Al posto dei bicchieri monouso è meglio scegliere contenitori per bevande riutilizzabili, come bicchieri di vetro, thermos o borracce.

  1. Le bustine di tè

Un altro prodotto al di là di ogni sospetto è la bustina di tè. In un studio del 2023, i ricercatori hanno manifestato preoccupazione per il rilascio di microplastiche causato dall’acqua calda sulle bustine di tè. Il problema è proprio l’involucro che contiene le foglie di tè sminuzzate, che secondo la ricerca rilascia fino a 3,1 miliardi di nanoplastiche.

Per evitarle si possono utilizzare le foglie di tè sfuse, da preparare con una teiera in ghisa o con un colino di metallo.

Microplastiche nel corpo umano, ecco dove sono state trovate

Le minuscole particelle di plastica, di dimensione inferiore ai 5 mm, sono state trovate in acqua, aria e suolo, ma anche nel corpo umano.

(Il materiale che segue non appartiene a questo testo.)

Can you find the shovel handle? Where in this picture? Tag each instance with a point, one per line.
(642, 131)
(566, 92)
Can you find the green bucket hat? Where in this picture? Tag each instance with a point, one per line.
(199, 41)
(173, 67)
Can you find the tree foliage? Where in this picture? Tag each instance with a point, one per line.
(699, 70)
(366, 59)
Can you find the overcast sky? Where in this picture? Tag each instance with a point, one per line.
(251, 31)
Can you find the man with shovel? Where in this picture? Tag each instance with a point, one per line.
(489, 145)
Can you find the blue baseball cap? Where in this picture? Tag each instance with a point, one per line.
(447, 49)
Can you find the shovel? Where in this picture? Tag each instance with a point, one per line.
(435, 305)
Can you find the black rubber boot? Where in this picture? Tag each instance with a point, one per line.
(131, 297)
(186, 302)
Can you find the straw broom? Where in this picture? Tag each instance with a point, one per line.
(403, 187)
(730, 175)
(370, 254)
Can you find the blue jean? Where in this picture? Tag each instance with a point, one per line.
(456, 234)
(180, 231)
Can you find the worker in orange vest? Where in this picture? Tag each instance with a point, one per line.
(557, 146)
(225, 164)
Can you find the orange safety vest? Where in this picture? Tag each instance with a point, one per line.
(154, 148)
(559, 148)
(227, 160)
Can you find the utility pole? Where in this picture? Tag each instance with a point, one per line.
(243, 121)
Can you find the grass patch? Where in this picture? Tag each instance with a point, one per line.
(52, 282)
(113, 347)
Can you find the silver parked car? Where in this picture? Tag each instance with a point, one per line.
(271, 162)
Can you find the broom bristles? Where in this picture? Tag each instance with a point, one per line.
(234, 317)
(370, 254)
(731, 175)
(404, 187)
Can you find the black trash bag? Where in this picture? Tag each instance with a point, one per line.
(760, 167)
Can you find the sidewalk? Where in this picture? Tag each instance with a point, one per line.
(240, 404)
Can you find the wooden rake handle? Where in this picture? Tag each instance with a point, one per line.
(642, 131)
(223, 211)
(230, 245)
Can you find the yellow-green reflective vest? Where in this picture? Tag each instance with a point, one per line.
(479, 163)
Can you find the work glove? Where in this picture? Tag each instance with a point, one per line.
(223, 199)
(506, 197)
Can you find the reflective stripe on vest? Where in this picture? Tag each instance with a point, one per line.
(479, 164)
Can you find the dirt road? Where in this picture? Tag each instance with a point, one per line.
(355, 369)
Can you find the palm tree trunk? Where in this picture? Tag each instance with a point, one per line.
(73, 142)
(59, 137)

Numerosi studi hanno rilevato la presenza di microplastiche nel sangue, nel cuore, nella placentanel cervello e persino nello sperma.

L’impatto sulla salute è ancora sconosciuto, ma è stato dimostrato come le placche aterosclerotiche inquinate dai frammenti siano collegate ad un aumento di due o tre volte del rischio di infarti ed ictus.